Ma c’è ancora un livello superiore di sussidiarietà da esplorare per liberarci dall’Amianto e d’altri veleni: quello della Grande Impresa Federale Europea che, come avvenne per la CECA e per l’Euratom, proprio in momenti difficili e confusi come questo ha tirato tutti fuori dai guai del dopoguerra. Guai  anche più devastanti dell’Amianto.

 Occorre che il tema delle bonifiche, non solo dall’Amianto, sia risolto per default di grandi progetti multiobiettivo, il cui costo venga assorbito dai risultati economici di immense rigenerazioni territoriali (nei nostri SIN e SIR c’è molto territorio nazionale avvelenato da valorizzare o rigenerare).  Altri ci sono riusciti, dobbiamo riuscirci anche noi italiani, in quanto europei. L’Europa della Economia Sociale di Mercato di Sturzo e Monnet. Della solidarietà, della sussidiarietà, della pace, dell’innovazione costante di tecniche e istituzioni.
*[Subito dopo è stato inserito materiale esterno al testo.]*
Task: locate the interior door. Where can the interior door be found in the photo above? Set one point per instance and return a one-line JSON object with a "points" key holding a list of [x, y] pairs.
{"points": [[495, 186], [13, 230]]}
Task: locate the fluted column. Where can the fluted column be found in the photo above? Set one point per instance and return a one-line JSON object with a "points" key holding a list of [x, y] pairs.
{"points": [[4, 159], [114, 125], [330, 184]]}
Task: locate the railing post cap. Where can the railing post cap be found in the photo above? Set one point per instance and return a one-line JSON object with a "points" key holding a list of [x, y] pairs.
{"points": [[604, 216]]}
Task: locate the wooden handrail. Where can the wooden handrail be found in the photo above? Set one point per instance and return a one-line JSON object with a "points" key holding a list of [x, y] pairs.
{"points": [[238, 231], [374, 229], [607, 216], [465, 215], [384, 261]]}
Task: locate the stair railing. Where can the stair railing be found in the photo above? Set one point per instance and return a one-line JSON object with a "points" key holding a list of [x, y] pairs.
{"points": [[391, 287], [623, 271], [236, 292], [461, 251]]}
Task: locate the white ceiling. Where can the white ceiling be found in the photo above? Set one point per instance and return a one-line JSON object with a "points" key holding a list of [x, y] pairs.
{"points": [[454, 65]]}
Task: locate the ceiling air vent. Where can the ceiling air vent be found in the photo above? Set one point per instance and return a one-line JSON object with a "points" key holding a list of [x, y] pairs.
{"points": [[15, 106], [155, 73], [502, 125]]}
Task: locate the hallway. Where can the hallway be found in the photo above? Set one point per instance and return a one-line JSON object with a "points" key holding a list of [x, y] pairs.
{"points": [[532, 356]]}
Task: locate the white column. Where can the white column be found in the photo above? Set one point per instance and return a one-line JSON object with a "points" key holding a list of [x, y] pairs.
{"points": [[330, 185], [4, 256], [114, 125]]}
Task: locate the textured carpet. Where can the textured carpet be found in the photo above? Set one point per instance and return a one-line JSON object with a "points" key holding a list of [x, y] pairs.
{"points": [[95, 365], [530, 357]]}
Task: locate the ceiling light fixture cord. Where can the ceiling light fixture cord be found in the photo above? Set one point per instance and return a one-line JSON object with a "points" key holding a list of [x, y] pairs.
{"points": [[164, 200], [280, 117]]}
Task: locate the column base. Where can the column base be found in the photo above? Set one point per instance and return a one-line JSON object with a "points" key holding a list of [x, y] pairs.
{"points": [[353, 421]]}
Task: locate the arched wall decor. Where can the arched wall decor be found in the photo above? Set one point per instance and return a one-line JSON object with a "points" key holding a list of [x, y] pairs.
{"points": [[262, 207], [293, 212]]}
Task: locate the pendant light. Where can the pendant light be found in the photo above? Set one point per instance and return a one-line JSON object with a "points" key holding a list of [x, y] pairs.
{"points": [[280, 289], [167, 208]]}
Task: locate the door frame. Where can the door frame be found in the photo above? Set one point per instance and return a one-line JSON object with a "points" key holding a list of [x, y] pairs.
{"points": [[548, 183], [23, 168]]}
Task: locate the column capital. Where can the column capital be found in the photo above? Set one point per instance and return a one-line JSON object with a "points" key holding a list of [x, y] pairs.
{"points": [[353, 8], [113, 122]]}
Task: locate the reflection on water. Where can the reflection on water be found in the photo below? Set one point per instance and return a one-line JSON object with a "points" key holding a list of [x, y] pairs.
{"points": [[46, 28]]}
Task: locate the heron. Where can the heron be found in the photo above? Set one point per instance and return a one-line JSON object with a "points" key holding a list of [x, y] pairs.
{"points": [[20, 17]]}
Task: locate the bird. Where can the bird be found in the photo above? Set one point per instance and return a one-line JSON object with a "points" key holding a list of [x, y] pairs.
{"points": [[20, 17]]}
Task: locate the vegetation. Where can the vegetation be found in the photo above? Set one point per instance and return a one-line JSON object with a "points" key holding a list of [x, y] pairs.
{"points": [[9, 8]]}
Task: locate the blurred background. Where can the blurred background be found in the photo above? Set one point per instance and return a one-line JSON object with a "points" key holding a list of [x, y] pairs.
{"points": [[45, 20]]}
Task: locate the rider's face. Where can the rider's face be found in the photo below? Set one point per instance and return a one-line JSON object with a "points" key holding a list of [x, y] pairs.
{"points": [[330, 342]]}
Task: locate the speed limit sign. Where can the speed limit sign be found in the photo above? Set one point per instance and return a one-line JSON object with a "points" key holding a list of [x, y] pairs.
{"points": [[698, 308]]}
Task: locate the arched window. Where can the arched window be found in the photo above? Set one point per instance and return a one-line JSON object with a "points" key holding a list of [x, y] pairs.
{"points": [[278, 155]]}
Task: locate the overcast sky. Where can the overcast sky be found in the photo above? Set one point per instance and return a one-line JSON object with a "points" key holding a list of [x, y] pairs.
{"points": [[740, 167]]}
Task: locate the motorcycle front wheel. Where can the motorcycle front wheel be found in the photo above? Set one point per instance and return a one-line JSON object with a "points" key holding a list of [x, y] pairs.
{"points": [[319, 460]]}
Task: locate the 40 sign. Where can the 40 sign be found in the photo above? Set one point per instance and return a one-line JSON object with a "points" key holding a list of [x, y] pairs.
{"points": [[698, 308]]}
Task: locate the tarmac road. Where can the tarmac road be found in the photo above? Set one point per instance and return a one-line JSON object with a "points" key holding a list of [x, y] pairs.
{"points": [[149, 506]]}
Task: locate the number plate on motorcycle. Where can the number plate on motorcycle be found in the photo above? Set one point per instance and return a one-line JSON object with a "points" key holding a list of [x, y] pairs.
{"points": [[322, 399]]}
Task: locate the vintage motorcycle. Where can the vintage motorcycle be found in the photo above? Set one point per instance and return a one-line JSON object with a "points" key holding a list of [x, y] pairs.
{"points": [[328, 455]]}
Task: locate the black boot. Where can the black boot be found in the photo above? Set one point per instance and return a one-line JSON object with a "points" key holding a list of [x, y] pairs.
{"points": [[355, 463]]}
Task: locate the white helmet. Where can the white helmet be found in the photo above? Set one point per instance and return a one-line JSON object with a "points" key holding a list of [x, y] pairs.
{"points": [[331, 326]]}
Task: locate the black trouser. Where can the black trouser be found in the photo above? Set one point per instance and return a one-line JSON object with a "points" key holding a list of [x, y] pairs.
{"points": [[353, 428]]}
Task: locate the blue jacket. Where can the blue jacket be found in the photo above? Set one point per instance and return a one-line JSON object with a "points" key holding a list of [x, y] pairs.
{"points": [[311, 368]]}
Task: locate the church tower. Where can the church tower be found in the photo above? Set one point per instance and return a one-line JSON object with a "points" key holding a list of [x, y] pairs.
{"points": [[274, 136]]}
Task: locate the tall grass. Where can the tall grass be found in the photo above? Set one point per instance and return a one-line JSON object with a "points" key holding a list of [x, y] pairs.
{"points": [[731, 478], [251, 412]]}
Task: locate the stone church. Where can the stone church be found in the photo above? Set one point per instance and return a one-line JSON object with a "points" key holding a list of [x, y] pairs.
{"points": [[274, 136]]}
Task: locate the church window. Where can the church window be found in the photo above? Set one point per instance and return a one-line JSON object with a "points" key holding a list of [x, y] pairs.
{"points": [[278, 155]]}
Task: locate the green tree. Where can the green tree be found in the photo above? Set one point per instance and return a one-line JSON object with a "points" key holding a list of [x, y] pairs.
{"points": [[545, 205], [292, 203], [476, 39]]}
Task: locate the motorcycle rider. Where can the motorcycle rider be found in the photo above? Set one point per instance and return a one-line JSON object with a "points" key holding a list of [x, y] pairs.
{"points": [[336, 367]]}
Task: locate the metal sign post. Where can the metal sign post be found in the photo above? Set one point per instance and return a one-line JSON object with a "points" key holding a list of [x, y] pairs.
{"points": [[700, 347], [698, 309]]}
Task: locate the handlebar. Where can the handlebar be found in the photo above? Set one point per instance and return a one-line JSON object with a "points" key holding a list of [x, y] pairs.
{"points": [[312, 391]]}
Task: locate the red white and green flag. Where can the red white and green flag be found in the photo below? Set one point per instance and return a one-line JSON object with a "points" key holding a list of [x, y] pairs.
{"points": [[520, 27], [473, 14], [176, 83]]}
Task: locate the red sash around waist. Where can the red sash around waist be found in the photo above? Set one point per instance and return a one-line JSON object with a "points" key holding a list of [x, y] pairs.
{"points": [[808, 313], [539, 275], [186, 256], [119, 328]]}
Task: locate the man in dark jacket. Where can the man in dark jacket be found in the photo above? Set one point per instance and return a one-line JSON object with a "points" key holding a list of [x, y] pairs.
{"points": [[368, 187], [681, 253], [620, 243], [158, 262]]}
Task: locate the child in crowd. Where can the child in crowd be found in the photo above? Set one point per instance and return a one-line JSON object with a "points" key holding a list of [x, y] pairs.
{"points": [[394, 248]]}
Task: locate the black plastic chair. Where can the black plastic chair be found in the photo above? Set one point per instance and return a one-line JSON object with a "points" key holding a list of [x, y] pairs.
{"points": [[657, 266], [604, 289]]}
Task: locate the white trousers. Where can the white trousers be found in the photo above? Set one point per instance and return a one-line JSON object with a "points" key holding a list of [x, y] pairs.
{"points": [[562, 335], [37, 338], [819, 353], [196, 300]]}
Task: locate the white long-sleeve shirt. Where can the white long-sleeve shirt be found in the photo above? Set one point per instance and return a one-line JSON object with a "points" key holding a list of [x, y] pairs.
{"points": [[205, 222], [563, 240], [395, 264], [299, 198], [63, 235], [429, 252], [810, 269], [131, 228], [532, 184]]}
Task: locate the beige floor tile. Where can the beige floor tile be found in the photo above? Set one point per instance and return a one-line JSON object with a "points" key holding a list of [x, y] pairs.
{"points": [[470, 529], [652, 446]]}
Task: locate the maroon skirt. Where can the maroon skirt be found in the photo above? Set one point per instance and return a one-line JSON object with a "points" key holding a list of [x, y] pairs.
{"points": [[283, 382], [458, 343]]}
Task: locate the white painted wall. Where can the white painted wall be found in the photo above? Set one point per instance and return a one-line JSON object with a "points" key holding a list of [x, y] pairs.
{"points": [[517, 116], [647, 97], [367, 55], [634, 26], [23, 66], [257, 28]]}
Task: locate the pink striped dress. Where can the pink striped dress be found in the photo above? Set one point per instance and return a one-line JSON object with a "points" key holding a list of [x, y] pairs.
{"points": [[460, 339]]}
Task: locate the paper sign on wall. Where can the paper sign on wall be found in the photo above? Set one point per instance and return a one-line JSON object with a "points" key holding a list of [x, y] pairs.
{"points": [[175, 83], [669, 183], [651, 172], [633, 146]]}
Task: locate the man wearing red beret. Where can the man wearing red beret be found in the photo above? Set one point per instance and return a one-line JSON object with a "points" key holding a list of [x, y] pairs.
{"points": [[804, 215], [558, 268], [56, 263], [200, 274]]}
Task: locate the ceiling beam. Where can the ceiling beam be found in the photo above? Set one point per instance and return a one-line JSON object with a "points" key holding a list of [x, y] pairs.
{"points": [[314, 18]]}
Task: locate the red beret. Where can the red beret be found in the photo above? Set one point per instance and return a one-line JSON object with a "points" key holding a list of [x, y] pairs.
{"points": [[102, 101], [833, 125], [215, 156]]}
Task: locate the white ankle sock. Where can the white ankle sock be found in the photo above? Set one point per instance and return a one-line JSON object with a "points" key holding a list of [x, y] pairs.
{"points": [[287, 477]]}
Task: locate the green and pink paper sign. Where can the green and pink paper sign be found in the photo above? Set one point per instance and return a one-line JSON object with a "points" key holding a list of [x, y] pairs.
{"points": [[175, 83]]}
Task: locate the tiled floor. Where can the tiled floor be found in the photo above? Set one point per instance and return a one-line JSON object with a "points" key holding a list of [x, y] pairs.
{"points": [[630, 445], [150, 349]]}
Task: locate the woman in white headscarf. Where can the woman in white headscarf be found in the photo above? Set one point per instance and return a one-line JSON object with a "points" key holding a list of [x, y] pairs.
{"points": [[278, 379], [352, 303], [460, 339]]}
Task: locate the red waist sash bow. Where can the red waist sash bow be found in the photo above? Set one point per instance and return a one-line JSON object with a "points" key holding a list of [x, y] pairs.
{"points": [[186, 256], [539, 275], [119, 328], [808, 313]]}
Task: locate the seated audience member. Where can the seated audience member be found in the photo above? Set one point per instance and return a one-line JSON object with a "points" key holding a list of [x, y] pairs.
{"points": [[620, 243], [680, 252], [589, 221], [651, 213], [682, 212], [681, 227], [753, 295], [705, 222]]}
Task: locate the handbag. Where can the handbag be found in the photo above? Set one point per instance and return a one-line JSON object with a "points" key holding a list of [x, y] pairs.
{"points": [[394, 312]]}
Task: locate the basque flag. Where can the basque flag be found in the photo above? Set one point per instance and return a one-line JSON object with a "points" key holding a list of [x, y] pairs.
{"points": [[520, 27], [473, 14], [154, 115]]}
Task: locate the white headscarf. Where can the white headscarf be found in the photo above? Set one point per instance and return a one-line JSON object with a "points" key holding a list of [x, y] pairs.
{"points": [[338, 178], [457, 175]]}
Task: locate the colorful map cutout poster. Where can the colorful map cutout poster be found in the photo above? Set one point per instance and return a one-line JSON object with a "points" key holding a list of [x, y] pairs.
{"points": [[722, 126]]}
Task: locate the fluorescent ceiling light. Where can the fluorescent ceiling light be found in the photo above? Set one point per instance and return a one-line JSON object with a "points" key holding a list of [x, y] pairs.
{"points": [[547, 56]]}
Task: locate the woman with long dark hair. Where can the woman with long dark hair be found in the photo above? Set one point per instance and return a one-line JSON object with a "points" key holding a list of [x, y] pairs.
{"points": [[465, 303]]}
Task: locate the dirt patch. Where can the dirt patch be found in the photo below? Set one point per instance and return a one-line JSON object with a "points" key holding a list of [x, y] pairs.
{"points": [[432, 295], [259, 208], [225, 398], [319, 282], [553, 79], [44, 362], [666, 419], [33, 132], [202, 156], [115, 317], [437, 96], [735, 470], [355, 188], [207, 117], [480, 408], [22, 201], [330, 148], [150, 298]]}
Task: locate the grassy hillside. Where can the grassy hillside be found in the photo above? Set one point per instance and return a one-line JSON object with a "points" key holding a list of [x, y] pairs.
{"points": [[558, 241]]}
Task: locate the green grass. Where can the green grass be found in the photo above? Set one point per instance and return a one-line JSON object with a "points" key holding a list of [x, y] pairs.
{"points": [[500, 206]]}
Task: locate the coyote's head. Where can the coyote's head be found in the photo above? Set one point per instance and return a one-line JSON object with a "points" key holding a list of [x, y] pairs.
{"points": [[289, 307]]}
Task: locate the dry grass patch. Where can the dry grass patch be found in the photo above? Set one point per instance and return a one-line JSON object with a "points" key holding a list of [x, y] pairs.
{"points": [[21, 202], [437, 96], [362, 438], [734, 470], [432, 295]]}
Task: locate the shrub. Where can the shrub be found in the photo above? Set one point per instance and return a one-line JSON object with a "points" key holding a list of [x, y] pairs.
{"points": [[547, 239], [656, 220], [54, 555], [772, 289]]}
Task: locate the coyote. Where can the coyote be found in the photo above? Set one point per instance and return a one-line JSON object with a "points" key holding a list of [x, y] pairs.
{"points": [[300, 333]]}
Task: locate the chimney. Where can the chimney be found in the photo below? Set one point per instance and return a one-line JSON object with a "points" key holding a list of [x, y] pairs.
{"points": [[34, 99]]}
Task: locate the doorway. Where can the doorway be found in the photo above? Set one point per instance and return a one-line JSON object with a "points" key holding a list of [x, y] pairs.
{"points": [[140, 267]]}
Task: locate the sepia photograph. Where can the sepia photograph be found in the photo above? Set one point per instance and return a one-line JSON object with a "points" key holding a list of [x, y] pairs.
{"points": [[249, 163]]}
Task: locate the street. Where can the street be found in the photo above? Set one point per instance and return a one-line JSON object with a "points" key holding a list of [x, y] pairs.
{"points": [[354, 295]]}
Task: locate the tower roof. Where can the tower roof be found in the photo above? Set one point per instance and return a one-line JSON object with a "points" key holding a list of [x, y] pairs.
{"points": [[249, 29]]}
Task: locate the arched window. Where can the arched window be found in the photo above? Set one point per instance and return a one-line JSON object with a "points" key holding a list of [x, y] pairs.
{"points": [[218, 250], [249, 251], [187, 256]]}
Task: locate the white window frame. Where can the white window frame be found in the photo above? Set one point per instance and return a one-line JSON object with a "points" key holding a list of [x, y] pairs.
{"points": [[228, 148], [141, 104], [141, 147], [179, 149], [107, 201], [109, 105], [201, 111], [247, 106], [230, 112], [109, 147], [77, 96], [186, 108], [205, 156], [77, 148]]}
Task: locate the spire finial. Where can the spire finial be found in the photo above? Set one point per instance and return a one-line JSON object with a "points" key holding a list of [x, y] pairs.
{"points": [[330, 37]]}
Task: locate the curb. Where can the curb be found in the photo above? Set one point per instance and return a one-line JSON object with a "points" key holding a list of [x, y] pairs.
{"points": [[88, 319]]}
 Nel convegno si è parlato di Olivetti, della sua visione della Comunità, del suo essere energia positiva per lo sviluppo locale, nazionale e europeo (la CECA è del 1951 e di quel successo ha beneficiato indirettamente anche la sua azienda).

Occorrono portatori di interesse olivettiani, che oggi in Italia sembra che manchino, ma occorre non disperare.

Occorrono anche concreti visionari costruttori di futuro come Luigi Sturzo e grandi inventori di Istituzioni sovranazionali come Jean Monnet per rendere possibili i Grandi Progetti risolutori, che oggi servirebbero come un balsamo sulle ferite di un mondo impazzito.

Occorrono cittadini d’Europa per salvarla dalla marginalità e dalla decadenza rovinosa.

Occorre, come ha ricordato un oratore citando Leone XIII, che ognuno faccia la sua parte.

Anche nel piccolo si rintraccia la capacità di non arrendersi. Come stanno facendo Rosapia Farese e tutti gli intervenuti al Convegno da lei organizzato. Con lei e con L’Ossevatorio nazionale amianto proveremo a suscitare  l’interesse della comunità del XIII municipio romano sul pericolo dell’Amianto. Una micro-goccia nel vaso del dover fare, cercando il sostegno comunitario e di portatori di interesse dovunque siano. E delle Istituzioni, qualunque siano.